A blue bowl filled with round oatmeal and chocolate chip energy bites, made using a simple energy ball recipe, sits on a dark surface.

I remember making a version of these in High School for a bake sale and although this easy energy ball recipe technically required no baking at all they were a hit. There are of course several versions of what you can include and/or omit to make these but at the end of the day it starts out with a few simple ingredients.

I love goodies that stick with you, that my kids love, and don’t require an oven. Especially during the Summer that’s the last thing I want to turn on.

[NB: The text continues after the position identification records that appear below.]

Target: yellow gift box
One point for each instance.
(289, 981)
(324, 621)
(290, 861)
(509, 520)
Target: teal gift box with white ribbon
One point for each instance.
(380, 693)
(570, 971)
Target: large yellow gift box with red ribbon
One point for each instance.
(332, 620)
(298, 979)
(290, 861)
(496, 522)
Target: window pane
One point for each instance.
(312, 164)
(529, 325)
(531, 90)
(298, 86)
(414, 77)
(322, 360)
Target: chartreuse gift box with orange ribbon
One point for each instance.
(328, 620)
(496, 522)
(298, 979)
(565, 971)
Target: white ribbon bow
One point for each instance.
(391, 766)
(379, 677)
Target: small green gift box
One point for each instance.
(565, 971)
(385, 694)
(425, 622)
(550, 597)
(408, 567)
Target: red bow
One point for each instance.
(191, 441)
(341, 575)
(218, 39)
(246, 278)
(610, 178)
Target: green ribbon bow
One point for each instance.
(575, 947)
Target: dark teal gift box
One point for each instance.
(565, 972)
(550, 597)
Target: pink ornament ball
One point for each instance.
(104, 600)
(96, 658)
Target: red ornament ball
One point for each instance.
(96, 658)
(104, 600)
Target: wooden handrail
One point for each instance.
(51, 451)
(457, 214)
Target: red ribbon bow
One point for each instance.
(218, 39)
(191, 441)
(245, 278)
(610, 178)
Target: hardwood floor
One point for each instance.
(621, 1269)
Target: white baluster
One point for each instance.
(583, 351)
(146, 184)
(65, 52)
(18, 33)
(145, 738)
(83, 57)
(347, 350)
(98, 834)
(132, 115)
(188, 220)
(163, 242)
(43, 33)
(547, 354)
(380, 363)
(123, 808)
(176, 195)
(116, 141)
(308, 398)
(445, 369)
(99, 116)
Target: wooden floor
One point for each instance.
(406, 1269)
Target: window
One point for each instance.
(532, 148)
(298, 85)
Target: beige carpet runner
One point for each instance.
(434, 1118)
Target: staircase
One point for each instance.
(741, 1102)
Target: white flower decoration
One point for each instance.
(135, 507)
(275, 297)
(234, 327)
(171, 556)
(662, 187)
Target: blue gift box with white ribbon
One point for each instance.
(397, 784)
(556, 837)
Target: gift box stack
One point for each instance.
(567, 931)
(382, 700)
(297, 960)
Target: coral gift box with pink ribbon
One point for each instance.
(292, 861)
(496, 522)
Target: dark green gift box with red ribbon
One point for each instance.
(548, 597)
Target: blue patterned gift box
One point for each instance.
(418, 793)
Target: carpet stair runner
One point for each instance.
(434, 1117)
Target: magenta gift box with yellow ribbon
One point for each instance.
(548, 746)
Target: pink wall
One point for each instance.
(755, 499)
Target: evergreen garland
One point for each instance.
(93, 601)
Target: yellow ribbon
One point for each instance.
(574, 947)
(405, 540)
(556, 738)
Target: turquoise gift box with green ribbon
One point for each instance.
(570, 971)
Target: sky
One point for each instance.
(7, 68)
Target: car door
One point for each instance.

Energy bites are great as a snack before or after a soccer game, when you’re back from the gym, or just as a snack. You can “hide” good things for you inside too like flax seeds and your kids will never know! 😉

Bowl of no bake energy bites and ingredients with step-by-step mixing and shaping process shown, perfect for anyone looking to try a simple energy ball recipe.

The ingredients are as follows. Now keep in mind if you’d rather leave out the flax seeds or just don’t chocolate chips in them just adjust accordingly. They are really quite easy to throw together and adults and kids love the taste. Keep them in the fridge to snack on throughout the week too.

Ingredient Notes

I like to start with the dry ingredients in my bowl first. I add the old fashioned oats in there and realized that Kodiak oats have a lot higher protein and taste the same so I will use that.

With that add your flax seeds which yes has protein in it but more than that it is a great source of fiber (and you won’t taste it so even better). An alternative would be chia seeds but I don’t think the texture is as great.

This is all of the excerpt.